Alongside vehicle manufacturing, the UK is home to significant engine building, and the development of other key components. In addition, the servicing, maintenance and repair (SMR) sector needs to be brought up to speed on dealing with EVs.
‘One of our major concerns was that more needs to be done to ensure workers can transition from mechanical to electrical skills,’ added Baroness Brown. ‘We would like to see much more support from the government for the retraining, the upskilling, and indeed for SME industry leads to recruit specialist staff from overseas for manufacturing and research. Ensuring that the revenue visa regime will be entirely supportive of this upskilling and training of people in the UK is a high priority.’
While there are concerns about manufacturing moving overseas, the government’s plans to achieve net zero by 2050 will not come to pass if consumers do not take up the option of a zero-carbon vehicle.
However, while the number of models available has multiplied, the same cannot be said about the UK’s charging infrastructure.
‘The charging infrastructure needs to be there,’ said Baroness Brown. ‘It needs to be simple to use, so you do not need multiple cards or apps in order to make a payment. It needs to be simplified, using standard payment cards.’

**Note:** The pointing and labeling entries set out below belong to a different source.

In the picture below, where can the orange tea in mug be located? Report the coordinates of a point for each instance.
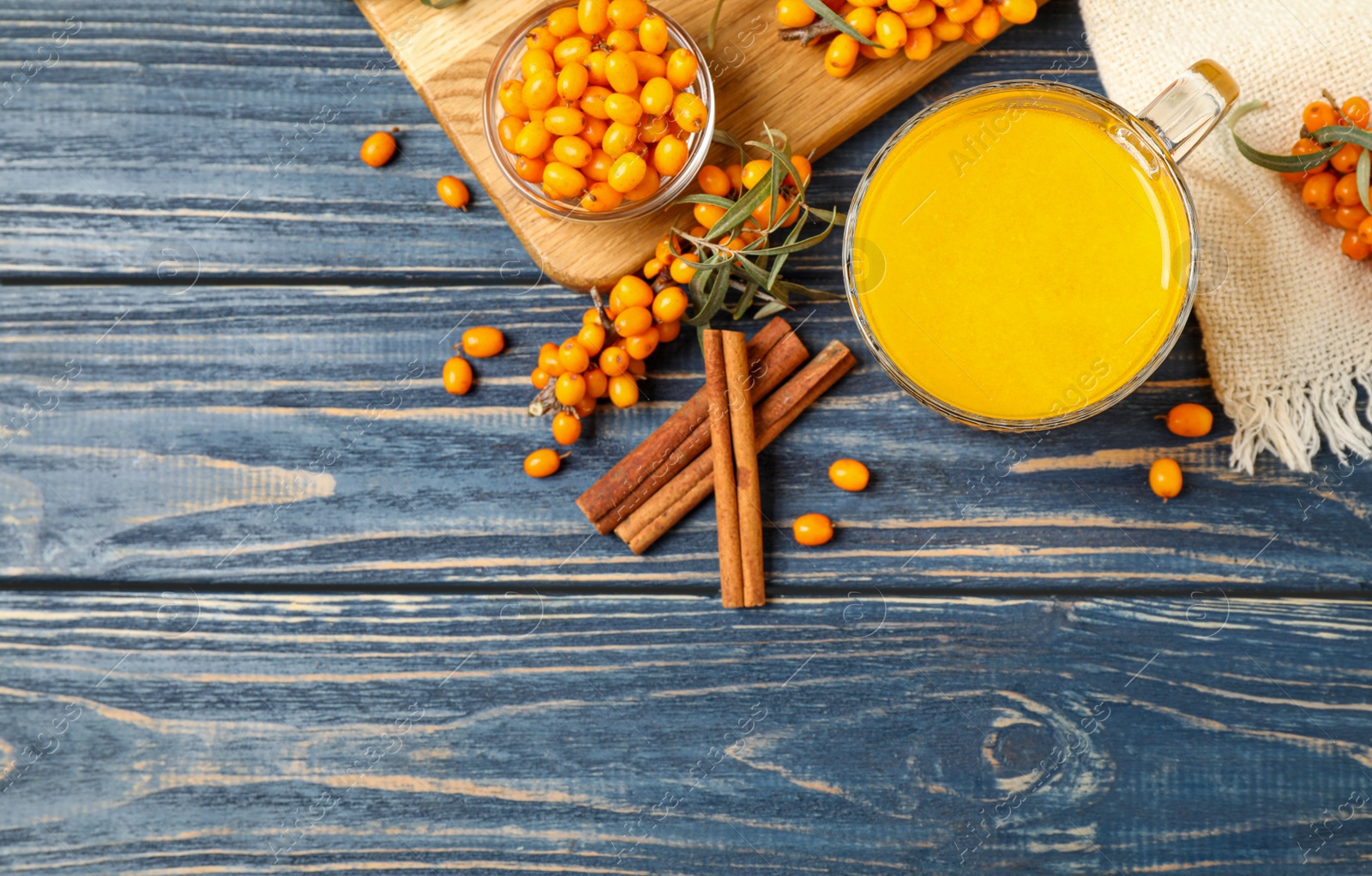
(1024, 254)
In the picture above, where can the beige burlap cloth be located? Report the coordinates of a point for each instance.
(1287, 317)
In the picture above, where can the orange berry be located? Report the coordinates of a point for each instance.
(1165, 478)
(377, 148)
(614, 361)
(670, 304)
(623, 390)
(850, 475)
(813, 529)
(1190, 420)
(457, 375)
(567, 429)
(1317, 191)
(1353, 246)
(569, 389)
(482, 342)
(793, 14)
(1319, 114)
(542, 463)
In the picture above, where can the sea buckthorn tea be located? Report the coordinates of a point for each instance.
(1021, 256)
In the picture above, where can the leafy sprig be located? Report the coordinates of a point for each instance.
(752, 269)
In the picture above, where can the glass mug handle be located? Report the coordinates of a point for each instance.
(1188, 109)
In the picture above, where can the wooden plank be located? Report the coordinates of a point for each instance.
(269, 434)
(659, 734)
(758, 80)
(164, 130)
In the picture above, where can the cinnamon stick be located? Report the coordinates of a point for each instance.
(747, 475)
(722, 452)
(640, 463)
(767, 374)
(693, 484)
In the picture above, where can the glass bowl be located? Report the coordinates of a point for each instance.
(507, 66)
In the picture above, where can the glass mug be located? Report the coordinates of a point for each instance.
(1022, 256)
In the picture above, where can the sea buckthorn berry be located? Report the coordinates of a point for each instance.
(453, 192)
(623, 109)
(1317, 191)
(633, 293)
(916, 13)
(512, 100)
(1190, 420)
(596, 382)
(592, 338)
(619, 139)
(628, 172)
(614, 361)
(507, 130)
(891, 31)
(642, 343)
(592, 15)
(548, 360)
(621, 72)
(563, 178)
(652, 34)
(534, 61)
(669, 331)
(1353, 246)
(1019, 11)
(843, 51)
(813, 529)
(1319, 114)
(683, 69)
(795, 14)
(707, 214)
(377, 148)
(670, 304)
(1346, 160)
(670, 155)
(683, 269)
(1346, 190)
(623, 390)
(658, 96)
(601, 198)
(1165, 478)
(756, 171)
(482, 342)
(850, 475)
(689, 113)
(635, 322)
(542, 463)
(713, 180)
(573, 356)
(571, 388)
(533, 141)
(1351, 216)
(562, 24)
(539, 89)
(567, 429)
(1356, 110)
(457, 375)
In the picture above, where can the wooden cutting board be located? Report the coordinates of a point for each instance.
(448, 54)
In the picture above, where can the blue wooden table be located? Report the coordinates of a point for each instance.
(315, 617)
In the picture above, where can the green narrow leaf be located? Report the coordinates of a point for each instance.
(770, 309)
(1282, 164)
(1364, 178)
(837, 21)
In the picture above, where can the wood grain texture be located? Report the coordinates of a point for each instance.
(659, 734)
(268, 434)
(201, 130)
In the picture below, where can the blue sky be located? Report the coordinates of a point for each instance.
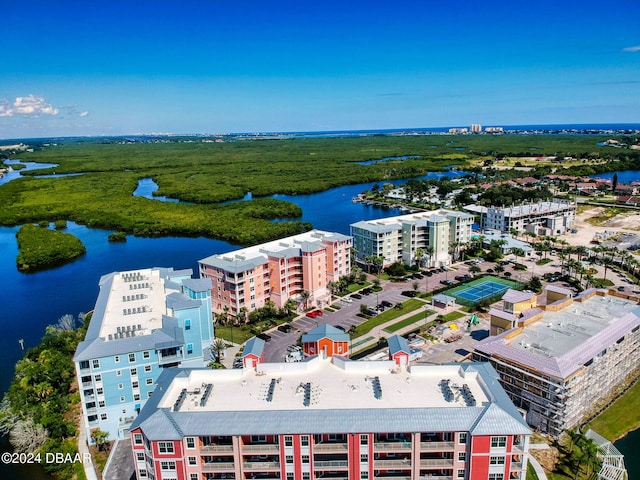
(218, 66)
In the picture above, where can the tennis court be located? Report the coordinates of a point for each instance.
(483, 288)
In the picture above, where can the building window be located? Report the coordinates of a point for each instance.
(165, 447)
(498, 442)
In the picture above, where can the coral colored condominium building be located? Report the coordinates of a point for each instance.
(277, 271)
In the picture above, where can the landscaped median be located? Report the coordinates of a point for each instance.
(408, 306)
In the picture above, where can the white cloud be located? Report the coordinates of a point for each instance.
(30, 106)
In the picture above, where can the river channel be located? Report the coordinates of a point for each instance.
(33, 301)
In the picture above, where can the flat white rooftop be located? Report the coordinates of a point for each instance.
(567, 329)
(135, 305)
(323, 384)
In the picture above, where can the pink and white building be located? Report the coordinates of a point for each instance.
(277, 271)
(331, 417)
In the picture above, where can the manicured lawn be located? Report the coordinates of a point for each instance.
(408, 306)
(621, 417)
(451, 316)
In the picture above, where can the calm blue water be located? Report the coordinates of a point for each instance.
(33, 301)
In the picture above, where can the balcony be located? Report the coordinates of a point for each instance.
(262, 466)
(164, 359)
(125, 421)
(218, 467)
(216, 449)
(437, 446)
(394, 464)
(337, 447)
(330, 464)
(392, 447)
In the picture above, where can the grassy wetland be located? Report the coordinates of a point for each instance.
(206, 174)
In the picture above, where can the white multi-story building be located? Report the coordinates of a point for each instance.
(144, 321)
(436, 233)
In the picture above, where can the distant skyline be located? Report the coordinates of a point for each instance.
(116, 68)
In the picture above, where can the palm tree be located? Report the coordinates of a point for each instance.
(219, 346)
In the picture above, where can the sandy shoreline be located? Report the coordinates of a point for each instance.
(626, 222)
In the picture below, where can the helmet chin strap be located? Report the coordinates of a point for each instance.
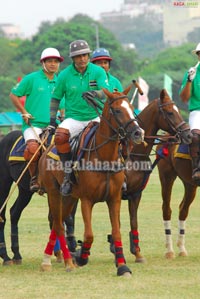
(44, 67)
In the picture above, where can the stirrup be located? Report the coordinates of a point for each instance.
(34, 186)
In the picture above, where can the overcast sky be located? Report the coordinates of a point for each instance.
(28, 14)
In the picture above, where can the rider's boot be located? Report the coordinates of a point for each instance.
(66, 187)
(195, 155)
(34, 185)
(30, 150)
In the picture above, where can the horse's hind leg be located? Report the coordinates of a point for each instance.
(16, 210)
(82, 255)
(4, 192)
(189, 195)
(167, 177)
(114, 213)
(70, 228)
(133, 204)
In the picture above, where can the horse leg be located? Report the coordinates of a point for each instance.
(4, 189)
(189, 195)
(167, 177)
(70, 228)
(133, 204)
(3, 250)
(57, 232)
(114, 206)
(16, 210)
(82, 255)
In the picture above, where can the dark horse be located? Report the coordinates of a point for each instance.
(171, 167)
(163, 114)
(10, 172)
(99, 177)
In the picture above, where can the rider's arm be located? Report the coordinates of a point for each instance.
(186, 92)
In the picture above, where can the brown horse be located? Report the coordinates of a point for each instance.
(99, 178)
(171, 167)
(162, 114)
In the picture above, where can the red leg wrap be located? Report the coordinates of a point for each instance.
(135, 238)
(64, 247)
(119, 253)
(51, 243)
(85, 250)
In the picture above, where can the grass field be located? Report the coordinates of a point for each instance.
(158, 278)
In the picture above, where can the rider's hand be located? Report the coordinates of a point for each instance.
(27, 117)
(51, 127)
(89, 95)
(191, 74)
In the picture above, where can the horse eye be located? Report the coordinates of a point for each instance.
(117, 111)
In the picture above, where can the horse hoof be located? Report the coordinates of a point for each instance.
(17, 262)
(7, 263)
(124, 271)
(183, 253)
(70, 266)
(170, 255)
(140, 260)
(45, 268)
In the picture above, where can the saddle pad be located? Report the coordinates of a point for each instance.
(54, 154)
(17, 151)
(182, 151)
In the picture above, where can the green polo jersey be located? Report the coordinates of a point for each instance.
(194, 101)
(71, 84)
(38, 90)
(114, 83)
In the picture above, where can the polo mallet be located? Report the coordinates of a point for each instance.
(21, 175)
(137, 89)
(196, 65)
(37, 136)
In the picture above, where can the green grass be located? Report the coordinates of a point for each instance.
(158, 278)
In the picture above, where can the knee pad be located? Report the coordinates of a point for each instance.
(62, 140)
(31, 148)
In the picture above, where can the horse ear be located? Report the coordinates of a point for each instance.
(163, 94)
(126, 91)
(107, 93)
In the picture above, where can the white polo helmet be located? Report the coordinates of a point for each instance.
(79, 47)
(197, 48)
(51, 53)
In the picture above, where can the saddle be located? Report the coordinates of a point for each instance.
(77, 143)
(17, 151)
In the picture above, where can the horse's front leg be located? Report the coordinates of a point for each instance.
(16, 210)
(133, 204)
(114, 205)
(82, 255)
(3, 250)
(189, 195)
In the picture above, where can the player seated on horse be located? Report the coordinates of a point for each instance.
(37, 87)
(190, 93)
(79, 77)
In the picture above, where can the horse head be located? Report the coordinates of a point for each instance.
(121, 117)
(170, 119)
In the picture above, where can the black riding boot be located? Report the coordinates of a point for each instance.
(66, 187)
(195, 155)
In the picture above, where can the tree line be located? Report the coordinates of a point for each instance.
(20, 57)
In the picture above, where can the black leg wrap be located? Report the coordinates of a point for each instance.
(81, 255)
(72, 244)
(133, 243)
(112, 246)
(123, 269)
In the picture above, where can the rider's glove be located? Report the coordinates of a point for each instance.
(89, 95)
(191, 74)
(51, 127)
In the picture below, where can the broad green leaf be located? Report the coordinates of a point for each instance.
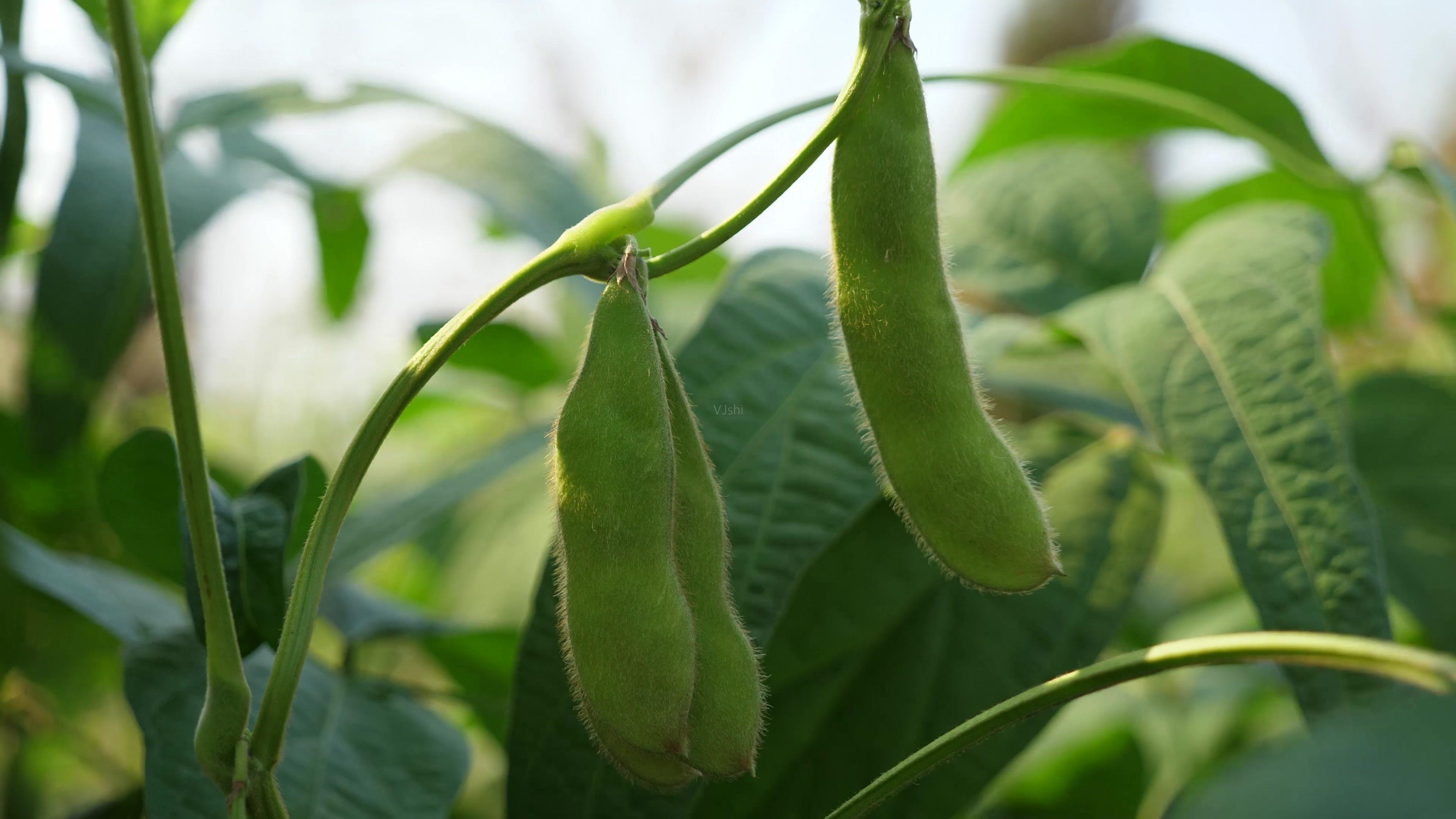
(129, 607)
(155, 19)
(1406, 448)
(232, 530)
(1356, 264)
(860, 679)
(482, 665)
(140, 493)
(1394, 761)
(362, 615)
(507, 350)
(1406, 444)
(92, 283)
(383, 524)
(1421, 568)
(1046, 225)
(1222, 95)
(299, 489)
(343, 228)
(1021, 359)
(523, 188)
(765, 378)
(357, 748)
(1224, 355)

There are also issues when it comes to the location and rollout of infrastructure. ‘We need to move away from the fact that currently have areas which are “charging deserts”. In areas like central Cambridge or parts of central London, there is plenty of charging. In other areas, you cannot find a charger for miles,’ added Baroness Brown. ‘So, we need a “rights to charge” mandated for everybody, so that everyone can feel confident that an EV can meet their needs.’
The committee was alarmed by the contrast and apparent disconnect between the optimism of ministers about the UK’s prospects and the concerns raised by other witnesses, who fear that the UK is lagging behind its competitors and facing significant challenges with innovation, supply chains and skills.
To this end, the report makes a number of recommendations to the government and research funders, aimed at protecting the UK’s automotive sector and developing a competitive advantage for fuel-cell and next-generation battery development.
For this, it suggests an increase in funding, allowing the country to leapfrog other areas and lead the way in next-generation technologies. By focusing purely on catching up with current methods, it could fall further behind.
Baroness Brown also stated that while the UK has the Faraday Institution for research and development of batteries, there is no equivalent for fuel cells, which could play an essential role in decarbonising transport.
Alongside further recommendations for skilled workers and manufacturing support, the committee also suggests an urgent acceleration of the expansion of the public-charging network. This needs to deliver 325,000 charging points by 2032, including rapid chargers in towns and across the strategic road network.